Übung Technische Hilfeleistung (15.12.2017)

Bei einer bis in den späten Abend dauernden Übung konnte die Feuerwehr dank der Überlassung eines alten Fahrzeugs einer Ortsansässigen Familie viel wichtige Erfahrung sammeln und Techniken ausprobieren, die bei einem Verkehrsunfall nützlich sein können, um Menschenleben zu retten.

 

 

 

 

 

 

 

 

Im Einsatzgebiet der Feuerwehr Greding kam es im aktuellen Jahr zu mehreren schlimmen Verkehrsunfällen, bei denen Personen schwer oder tödlich verletzt wurden und mit schweren hydraulischen Gerät, einer Rettungsschere, einem Spreizer und Zylinder in verschiedenen Größen von den ehrenamtlichen Helfern eingesetzt werden mussten. Gerade bei solchen teils Horrorszenarien, die sich vor Ort zeigen ist es also umso wichtiger, dass jeder Handgriff sitzt und die technischen Grenzen der Geräte bekannt sind. Neben der Leistungsprüfung, bei der der Standardablauf bei eingeklemmten Personen nach einem Verkehrsunfall in wenigen Minuten eingerichtet sein muss, wird auch jede Möglichkeit wahrgenommen, um auch die sogenannte technische Rettung zu üben und zu vertiefen. Eine solche Chance erhielt die Feuerwehr am vergangenen Freitag dank der Familie Zauner aus Greding, die uns nicht nur ihren Hof zur Verfügung stellte, sondern auch einen alten ausgemusterten Kleinlaster, der vor seiner Verschrottung steht. Mit einem Aufwand von ca. drei Stunden wurden unter Aufsicht der drei Übungsleiter verschiedene Arten der Fahrzeugsicherung und das Anheben mit Hebekissen und hydraulischer Winde ausprobiert.
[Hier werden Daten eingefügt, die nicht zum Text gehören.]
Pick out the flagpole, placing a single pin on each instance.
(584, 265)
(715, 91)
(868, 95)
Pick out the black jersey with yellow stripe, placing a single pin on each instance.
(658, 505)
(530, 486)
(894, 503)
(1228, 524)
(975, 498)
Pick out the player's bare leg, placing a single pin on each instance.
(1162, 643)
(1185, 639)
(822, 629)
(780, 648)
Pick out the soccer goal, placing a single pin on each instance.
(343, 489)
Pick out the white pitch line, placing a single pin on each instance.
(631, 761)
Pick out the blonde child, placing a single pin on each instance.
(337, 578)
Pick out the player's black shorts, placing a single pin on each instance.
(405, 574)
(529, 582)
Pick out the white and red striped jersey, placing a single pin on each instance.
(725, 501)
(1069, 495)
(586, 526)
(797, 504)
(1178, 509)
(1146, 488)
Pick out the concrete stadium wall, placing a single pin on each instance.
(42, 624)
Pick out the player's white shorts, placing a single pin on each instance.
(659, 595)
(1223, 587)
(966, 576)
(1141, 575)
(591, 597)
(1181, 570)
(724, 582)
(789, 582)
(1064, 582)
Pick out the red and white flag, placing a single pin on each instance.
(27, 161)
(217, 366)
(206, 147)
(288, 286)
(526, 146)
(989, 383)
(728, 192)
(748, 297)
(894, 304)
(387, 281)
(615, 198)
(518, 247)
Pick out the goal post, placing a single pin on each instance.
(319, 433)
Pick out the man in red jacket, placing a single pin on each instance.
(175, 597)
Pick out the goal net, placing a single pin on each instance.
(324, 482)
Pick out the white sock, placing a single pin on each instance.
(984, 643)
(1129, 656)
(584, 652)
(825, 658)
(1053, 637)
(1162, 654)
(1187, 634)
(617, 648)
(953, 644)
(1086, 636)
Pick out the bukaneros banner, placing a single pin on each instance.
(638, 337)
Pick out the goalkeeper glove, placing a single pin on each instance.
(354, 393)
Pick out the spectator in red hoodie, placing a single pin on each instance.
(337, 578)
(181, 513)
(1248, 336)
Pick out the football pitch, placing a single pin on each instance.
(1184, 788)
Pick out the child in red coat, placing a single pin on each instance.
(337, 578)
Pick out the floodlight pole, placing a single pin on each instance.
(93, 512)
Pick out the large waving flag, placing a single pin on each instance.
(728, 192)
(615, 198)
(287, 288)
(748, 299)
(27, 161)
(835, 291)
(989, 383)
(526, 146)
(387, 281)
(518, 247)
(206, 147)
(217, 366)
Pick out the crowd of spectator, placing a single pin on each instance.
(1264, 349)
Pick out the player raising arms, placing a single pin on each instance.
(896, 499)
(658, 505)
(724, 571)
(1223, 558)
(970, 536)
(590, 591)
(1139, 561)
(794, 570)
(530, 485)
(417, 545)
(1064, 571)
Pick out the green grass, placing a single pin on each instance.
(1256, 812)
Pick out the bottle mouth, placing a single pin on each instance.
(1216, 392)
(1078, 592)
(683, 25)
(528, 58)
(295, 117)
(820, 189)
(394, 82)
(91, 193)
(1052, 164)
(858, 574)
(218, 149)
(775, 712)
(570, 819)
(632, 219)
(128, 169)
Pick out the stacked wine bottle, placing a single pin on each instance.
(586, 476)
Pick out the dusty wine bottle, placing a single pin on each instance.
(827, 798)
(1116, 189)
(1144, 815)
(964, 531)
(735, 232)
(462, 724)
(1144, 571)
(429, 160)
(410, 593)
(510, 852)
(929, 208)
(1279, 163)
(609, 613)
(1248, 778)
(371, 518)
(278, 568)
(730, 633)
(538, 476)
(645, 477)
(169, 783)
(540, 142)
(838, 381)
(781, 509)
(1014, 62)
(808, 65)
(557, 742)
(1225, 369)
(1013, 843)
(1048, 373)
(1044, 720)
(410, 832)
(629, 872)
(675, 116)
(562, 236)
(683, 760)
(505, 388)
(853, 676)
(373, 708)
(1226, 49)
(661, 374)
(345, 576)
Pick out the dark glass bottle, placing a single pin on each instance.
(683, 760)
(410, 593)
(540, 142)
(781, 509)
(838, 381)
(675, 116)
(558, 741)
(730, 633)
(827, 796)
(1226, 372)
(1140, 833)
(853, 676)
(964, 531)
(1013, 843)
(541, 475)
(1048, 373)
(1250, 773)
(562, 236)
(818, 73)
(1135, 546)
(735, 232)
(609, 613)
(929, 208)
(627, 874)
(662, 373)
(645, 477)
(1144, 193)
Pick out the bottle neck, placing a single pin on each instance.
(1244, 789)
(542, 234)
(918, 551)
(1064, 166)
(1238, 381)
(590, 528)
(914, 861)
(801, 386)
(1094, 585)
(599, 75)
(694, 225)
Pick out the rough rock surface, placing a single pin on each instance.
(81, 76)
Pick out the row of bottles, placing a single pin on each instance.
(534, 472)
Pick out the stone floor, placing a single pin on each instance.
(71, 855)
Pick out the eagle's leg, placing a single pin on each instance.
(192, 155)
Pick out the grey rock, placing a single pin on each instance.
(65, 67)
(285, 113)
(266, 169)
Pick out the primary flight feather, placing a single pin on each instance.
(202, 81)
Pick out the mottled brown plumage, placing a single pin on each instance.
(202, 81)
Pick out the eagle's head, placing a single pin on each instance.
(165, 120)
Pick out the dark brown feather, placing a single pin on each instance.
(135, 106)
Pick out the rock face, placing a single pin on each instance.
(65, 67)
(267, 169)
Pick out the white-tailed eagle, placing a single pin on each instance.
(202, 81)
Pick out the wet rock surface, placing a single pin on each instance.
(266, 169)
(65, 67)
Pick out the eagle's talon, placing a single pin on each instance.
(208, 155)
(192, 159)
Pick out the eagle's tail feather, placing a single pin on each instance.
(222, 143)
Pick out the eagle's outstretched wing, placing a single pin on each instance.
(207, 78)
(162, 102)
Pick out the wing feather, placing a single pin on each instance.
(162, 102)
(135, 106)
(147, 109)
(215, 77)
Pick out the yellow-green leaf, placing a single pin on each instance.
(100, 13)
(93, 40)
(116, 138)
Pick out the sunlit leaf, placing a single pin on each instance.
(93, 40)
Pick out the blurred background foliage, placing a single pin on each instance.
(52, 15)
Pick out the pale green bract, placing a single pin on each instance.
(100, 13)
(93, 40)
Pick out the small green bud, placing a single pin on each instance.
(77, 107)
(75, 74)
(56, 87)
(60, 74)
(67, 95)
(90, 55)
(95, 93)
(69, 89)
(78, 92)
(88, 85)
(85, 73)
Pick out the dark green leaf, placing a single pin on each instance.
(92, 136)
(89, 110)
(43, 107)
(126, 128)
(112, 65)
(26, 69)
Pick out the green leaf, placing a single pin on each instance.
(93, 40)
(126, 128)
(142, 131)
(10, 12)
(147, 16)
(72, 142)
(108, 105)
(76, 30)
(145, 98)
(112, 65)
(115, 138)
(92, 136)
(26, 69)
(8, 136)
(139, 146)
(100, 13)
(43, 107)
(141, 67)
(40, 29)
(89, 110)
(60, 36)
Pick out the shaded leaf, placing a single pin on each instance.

Letzteres muss zum Beispiel bei einem Auffahrunfall angewendet werden, wenn ein Pkw auf einen Lkw auffährt (Einsatz 31, 13.06.2017) und der Unterfahrschutz nicht oder nur bedingt standhält.

Nach den Vorgaben der UNECE-R 58-03 und der UNECE-R 94 muss der Heckunterfahrschutz eines Lkw bei einer Kollision mit einer Differenzgeschwindigkeit von 56 km/h hinreichend Widerstand bieten können.

Im zweiten Teil des Übungsabends wurde angenommen, dass der Kleinlaster auf ein vorausfahrendes Fahrzeug aufgefahren ist und dabei der Fahrer in seiner Kabine eingeklemmt wurde. Nachdem die Fahrertür mit dem Spreizer entfernt wurde, wurde mit einem Zylinder der Vorderbau nach vorne weggedrückt und der Fahrer entklemmt. Mit Hilfe einer Rettungsboa und einem Spineboard wurde der Patient letztendlich schonend aus dem Wrack befreit.